Contribution
Computationally Efficient Virtual Sensing Method for Exterior Vibroacoustics Using a Time-Domain Finite Element Model with Perfectly Matched Layers
* Presenting author
Abstract:
Virtual sensing is an online estimation framework that can minimize physical sensor deployment and estimate full-field responses based on a reliable simulation model. Building the simulation model for exterior vibroacoustic problems in unbounded domains presents significant computational challenges due to the need for extensive meshing and accurate modelling of infinite domain conditions. Previous work from the authors developed a time-stable vibroacoustic finite element (FE) formulation using the locally conformal perfectly matched layer (LCPML) method.
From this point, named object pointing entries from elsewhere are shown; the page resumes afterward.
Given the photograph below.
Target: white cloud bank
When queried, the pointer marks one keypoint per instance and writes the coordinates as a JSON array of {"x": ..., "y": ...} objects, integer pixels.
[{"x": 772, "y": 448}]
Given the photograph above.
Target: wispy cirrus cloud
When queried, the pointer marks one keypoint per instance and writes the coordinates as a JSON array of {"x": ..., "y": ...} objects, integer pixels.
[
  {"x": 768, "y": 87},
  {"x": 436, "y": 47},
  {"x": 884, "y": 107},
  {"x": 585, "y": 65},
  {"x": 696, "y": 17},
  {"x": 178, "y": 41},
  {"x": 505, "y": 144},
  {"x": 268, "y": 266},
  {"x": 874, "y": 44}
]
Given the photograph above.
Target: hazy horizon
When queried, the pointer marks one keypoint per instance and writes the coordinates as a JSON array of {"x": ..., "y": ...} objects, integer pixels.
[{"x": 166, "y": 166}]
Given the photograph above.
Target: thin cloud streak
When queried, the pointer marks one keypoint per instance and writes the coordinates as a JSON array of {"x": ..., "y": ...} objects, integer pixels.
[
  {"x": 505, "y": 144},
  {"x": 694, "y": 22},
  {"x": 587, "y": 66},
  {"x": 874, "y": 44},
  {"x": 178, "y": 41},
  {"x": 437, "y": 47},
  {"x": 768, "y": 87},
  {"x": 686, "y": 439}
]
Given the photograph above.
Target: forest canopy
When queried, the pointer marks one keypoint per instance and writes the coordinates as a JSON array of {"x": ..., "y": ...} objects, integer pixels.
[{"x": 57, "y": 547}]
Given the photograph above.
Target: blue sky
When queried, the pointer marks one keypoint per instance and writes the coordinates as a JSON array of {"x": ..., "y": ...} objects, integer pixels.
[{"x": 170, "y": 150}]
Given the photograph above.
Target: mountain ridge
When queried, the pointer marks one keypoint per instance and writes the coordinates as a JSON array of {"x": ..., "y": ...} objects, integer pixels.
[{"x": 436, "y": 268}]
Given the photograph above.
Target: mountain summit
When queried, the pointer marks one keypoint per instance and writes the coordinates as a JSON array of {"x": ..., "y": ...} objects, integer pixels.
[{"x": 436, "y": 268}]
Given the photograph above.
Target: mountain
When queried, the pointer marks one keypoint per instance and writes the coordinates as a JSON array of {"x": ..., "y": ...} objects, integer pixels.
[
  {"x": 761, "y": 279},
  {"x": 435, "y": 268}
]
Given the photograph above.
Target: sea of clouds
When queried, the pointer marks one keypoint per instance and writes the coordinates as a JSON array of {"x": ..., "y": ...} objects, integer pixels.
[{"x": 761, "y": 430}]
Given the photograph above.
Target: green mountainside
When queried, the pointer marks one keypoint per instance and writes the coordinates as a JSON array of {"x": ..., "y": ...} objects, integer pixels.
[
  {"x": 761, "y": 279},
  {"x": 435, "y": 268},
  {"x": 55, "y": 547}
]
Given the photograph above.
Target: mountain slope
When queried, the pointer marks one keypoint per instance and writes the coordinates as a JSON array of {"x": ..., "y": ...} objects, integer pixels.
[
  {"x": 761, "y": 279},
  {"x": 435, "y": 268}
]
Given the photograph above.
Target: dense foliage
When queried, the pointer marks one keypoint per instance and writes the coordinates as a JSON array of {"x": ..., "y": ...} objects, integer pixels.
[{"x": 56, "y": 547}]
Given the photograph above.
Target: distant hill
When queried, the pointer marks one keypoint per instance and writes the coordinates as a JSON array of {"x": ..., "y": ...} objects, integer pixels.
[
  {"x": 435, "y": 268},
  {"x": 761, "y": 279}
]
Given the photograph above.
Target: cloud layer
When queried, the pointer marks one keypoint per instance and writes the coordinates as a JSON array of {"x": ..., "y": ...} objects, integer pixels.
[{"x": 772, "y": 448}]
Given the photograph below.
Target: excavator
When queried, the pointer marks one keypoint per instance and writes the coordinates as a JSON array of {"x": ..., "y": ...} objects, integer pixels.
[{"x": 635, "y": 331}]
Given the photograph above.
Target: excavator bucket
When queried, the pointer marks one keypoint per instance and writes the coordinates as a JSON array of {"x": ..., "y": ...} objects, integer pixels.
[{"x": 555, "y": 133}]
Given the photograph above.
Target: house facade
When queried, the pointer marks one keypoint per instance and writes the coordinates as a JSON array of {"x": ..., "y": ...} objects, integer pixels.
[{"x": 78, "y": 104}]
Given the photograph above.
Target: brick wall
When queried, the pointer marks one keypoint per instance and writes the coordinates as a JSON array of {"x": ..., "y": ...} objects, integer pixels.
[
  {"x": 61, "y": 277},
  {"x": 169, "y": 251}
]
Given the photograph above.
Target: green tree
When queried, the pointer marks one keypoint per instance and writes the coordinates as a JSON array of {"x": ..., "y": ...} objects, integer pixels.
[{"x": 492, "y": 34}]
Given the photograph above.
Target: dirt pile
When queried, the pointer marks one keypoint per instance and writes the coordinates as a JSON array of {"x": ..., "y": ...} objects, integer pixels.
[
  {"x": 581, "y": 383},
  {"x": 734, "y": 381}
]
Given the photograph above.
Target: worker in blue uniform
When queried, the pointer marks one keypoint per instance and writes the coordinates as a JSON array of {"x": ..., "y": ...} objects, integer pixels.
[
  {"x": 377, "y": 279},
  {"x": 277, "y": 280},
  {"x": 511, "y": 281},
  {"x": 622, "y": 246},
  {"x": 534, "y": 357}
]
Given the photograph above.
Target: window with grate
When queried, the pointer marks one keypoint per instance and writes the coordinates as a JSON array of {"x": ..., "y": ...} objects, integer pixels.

The LCPML enables the use of general convex enclosures around the vibroacoustic FE model, effectively absorbing outgoing waves to simulate the infinite boundary condition. Additionally, an automatic Krylov-subspace model order reduction (MOR) technique is applied to the model, further reducing computational effort. Based on this efficient and time-stable vibroacoustic FE model, a virtual sensing framework is developed by using a Kalman filter to estimate the radiated sound pressure and intensity field from limited vibration measurements. This framework was numerically tested on a free radiation model from a plate structure using simulated measurement data with artificial noise, to demonstrate its ability in computational savings and real-time, full-field estimation of vibroacoustic responses.